# Charging for 'site visits'



## sawakatoome (24 May 2008)

My new self-employing job (I.T. Consultancy) is going to entail callouts from time to time. Which means I'll need to factor in costs for travel expenses .. does anyone know what the standard rate is per mile?


Also, should I charge an extra standard 'callout charge', like maybe €25 for the site visit (irrespective of distance and time allowance)?


Fergal #.


----------



## sawakatoome (17 Jun 2008)

bump


----------



## mathepac (17 Jun 2008)

Try using the search facility (3rd button from the right), topic covered before, and the moderators may have words with you regrading the bump on your own post.

I.T. Consultancy - hhhmmm.


----------



## Towger (17 Jun 2008)

Do you think I could get a plummer to have look at a washing machine for €25. Try shifting the decimal point and adding some. And then some more.


----------



## sparkeee (17 Jun 2008)

is that some one who picks plums?


----------



## DavyJones (17 Jun 2008)

Towger said:


> Do you think I could get a plummer to have look at a washing machine for €25. Try shifting the decimal point and adding some. And then some more.


 
Really? that much? If you ever need a plumber, give me a shout


----------



## aircobra19 (17 Jun 2008)

sawakatoome said:


> My new self-employing job (I.T. Consultancy) is going to entail callouts from time to time. Which means I'll need to factor in costs for travel expenses .. does anyone know what the standard rate is per mile?
> 
> 
> Also, should I charge an extra standard 'callout charge', like maybe €25 for the site visit (irrespective of distance and time allowance)?
> ...


 
You should be able to work out per mile what running a car and being on site per hour costs.


----------



## sawakatoome (17 Jun 2008)

Thanks for the replies.

Sorry for the terse original post .. I lost my job (working in a software solutions company) earlier this year, my wife and I were very busy trying to raise a small family and make ends meet .. I'm currently a stay-at-home Dad (with multiple sclerosis) trying to bring up two small boys .. and, well, its rare I get a chance to go online for long these days. Oh well.

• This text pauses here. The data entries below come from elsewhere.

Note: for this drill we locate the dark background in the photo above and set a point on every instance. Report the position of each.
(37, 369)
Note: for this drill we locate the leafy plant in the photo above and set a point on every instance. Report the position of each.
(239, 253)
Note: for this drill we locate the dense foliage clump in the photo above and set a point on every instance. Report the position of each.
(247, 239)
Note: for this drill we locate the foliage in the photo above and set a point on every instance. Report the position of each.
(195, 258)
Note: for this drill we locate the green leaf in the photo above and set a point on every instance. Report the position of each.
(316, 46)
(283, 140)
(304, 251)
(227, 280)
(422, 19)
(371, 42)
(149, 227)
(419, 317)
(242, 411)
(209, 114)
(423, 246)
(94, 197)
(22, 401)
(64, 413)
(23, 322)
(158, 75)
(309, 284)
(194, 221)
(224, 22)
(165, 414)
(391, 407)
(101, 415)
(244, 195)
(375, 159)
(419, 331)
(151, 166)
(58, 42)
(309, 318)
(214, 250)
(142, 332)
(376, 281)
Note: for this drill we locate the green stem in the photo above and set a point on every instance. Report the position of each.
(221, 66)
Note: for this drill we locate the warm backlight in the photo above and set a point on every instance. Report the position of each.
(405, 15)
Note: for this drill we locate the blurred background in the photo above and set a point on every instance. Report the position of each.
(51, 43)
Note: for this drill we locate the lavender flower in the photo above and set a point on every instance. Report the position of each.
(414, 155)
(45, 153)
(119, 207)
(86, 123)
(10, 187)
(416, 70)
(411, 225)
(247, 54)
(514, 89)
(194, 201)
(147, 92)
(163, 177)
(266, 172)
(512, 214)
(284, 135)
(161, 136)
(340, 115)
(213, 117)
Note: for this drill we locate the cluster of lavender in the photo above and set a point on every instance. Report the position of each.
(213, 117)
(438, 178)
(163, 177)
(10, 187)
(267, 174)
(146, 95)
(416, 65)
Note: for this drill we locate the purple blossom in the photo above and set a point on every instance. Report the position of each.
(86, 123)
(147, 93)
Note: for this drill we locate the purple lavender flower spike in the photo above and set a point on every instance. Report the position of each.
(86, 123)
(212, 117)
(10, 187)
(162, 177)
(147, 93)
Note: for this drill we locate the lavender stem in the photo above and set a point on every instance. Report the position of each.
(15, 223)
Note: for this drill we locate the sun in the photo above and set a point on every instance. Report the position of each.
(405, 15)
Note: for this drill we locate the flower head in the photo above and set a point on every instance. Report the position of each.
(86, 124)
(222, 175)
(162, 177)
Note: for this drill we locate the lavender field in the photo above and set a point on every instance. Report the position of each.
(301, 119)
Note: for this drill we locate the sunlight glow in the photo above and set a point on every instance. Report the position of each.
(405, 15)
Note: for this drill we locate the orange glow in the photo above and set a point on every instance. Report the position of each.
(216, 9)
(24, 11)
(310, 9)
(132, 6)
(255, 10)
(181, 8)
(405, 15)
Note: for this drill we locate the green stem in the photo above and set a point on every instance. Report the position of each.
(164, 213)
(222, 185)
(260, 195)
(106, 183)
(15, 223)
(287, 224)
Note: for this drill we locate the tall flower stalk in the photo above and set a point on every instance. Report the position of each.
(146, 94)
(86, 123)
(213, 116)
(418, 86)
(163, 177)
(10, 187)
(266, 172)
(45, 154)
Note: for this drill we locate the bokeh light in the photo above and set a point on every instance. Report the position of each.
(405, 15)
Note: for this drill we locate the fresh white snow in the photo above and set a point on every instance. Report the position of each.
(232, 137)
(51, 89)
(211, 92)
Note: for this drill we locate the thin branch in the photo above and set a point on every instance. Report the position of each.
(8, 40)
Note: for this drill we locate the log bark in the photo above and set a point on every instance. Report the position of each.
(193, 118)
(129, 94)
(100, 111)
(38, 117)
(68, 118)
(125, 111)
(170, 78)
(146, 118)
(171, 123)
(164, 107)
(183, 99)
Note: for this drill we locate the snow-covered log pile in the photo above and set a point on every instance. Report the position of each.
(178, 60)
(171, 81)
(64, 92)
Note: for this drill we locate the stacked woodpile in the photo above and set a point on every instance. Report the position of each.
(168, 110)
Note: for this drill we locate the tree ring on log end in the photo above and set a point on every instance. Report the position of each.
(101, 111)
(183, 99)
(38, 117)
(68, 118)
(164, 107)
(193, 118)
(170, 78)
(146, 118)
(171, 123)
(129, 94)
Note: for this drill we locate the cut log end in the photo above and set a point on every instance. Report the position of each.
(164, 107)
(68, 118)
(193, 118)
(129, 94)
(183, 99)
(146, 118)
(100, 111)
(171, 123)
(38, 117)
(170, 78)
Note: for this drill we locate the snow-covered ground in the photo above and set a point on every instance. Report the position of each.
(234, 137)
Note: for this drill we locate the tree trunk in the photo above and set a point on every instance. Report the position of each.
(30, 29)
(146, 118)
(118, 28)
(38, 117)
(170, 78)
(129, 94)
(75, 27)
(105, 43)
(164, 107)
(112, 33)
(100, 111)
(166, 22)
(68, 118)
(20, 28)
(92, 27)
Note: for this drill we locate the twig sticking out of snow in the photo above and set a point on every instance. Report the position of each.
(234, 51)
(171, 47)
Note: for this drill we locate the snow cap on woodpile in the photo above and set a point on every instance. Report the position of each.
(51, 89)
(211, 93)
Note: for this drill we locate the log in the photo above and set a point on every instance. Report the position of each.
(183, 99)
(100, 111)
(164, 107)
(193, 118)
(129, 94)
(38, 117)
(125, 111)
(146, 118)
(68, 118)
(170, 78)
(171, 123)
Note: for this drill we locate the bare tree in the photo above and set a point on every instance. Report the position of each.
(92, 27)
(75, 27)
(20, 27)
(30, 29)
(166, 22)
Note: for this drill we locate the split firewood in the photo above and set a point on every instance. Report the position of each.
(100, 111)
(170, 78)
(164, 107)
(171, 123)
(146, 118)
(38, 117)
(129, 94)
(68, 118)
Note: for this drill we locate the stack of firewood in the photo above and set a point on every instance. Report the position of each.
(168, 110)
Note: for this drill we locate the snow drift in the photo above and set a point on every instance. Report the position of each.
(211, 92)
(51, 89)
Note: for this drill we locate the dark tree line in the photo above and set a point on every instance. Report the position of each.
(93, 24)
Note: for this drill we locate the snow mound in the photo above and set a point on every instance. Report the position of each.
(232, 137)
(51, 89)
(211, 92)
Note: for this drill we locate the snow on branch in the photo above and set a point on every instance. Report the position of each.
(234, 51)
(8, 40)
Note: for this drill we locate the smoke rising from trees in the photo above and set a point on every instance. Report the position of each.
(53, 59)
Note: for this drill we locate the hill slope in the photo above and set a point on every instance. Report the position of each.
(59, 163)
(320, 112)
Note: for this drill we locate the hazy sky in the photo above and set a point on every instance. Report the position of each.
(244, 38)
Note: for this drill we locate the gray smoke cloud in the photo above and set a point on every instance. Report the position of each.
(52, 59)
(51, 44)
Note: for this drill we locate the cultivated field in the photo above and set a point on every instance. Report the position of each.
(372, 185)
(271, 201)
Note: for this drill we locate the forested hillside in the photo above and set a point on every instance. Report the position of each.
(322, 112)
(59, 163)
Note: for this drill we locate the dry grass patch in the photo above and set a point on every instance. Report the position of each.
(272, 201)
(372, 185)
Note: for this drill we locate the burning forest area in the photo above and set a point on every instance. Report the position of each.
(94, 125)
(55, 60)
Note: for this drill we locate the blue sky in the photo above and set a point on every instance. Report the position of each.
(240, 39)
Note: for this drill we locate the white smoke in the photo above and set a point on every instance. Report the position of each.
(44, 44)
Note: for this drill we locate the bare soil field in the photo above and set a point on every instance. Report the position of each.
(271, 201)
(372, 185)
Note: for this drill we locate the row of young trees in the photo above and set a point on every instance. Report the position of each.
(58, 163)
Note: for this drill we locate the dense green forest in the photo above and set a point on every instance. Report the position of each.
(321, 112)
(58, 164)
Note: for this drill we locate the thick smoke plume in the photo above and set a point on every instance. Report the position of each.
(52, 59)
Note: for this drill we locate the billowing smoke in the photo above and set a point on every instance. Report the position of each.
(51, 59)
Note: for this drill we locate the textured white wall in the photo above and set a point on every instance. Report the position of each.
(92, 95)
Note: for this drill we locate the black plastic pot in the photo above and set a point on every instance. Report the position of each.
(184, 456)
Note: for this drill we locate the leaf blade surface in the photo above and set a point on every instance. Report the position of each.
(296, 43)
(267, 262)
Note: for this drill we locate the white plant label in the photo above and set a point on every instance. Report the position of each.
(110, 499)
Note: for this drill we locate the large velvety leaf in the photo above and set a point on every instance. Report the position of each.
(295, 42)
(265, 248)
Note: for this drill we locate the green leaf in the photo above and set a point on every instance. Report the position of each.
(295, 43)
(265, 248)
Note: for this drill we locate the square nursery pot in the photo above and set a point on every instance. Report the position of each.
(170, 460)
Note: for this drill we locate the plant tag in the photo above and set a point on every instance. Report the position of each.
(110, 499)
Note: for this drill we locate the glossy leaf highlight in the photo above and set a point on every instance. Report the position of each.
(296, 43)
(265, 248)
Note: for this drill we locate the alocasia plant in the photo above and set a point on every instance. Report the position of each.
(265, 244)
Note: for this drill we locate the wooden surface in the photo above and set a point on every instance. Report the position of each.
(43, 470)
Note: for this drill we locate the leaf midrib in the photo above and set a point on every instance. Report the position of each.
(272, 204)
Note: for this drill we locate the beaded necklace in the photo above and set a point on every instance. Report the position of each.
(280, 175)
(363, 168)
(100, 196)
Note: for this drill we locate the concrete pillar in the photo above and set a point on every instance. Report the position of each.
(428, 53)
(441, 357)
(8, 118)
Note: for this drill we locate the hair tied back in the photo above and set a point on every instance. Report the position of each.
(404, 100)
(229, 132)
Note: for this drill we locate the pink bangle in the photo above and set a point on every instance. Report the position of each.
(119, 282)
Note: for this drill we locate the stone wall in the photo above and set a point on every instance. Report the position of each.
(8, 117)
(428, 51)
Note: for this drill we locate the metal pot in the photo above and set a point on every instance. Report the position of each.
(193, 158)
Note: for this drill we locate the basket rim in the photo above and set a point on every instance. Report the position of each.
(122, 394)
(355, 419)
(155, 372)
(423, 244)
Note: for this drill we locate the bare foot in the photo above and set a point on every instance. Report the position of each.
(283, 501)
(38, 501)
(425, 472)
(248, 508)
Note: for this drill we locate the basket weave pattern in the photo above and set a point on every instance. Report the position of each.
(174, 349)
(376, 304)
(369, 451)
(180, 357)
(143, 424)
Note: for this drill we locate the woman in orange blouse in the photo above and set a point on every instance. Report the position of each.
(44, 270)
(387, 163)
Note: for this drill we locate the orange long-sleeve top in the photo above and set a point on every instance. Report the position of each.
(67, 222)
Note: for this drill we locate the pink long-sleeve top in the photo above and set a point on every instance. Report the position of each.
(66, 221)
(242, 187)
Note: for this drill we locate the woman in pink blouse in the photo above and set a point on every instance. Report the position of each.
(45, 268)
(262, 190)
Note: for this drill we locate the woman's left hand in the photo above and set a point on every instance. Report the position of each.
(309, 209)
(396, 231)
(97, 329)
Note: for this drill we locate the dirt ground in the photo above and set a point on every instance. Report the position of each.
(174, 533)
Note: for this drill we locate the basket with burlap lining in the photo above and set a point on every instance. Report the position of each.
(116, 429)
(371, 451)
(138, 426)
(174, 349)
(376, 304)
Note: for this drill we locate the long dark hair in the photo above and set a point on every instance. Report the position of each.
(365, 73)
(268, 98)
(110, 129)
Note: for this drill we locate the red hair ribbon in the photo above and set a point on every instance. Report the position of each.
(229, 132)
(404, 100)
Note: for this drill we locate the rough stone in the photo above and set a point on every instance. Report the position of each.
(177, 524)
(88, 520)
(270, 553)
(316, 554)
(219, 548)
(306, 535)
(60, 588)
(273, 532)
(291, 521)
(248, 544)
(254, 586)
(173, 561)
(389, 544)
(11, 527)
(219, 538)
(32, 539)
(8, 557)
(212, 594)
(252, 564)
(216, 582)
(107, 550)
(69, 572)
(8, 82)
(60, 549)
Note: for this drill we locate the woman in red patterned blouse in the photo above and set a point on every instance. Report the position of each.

Sorry if I stepped on any toes with the post. Thanks anyway.


----------



## sparkeee (18 Jun 2008)

Lets call it a "call out charge",most professionals do this.


----------



## aircobra19 (18 Jun 2008)

Do you know what it currently costs you per hour to break even.


----------



## ubiquitous (18 Jun 2008)

Best bet is to try to find out from sources in the industry (not your direct competitors) how they structure their charges and if these make sense to you, adopt their policies or adapt them as you see fit.


----------



## techman (15 Jul 2008)

You could charge a standard hourly rate and also a slightly higher rate for the first half hour. This would cover a callout cost.

Example: €50 per hour, €60 for first half hour.


----------



## j26 (15 Jul 2008)

You could have banded rates €25 up to 10 miles, €40 up to 30 miles etc (obviously work out your own prices and distances)

I suppose civil service mileage rates would be a good starting point to look at as I believe several organisations benchmark off these.


----------



## d2x2 (26 Jul 2008)

To give you a rough idea...

When we travel outside of Dublin (where we are based) the company I work for reimburses mileage at the rate of 57 cents per mile. However, each client agrees a different mileage rate which could be anything from 57-89 cents per mile.

BTW some clients agree to different rates for different engine sizes.

Hope this helps


----------



## hikicker (26 Jul 2008)

I'm in the critical power industry (Comms rooms etc) and charge €300 for a callout which includes first hour labour or travel. An hourly rate (depending on time of day) starting at €70 per hour for weekdays up to €170 for more unsocial hours is charged thereafter. The general rule of thumb within most industries is a minimum of 4 hours charge per callout whether you are on site for 5 minutes or 3 hours. Mileage should be approx €1 per mile (63 cent/km) charged to client


----------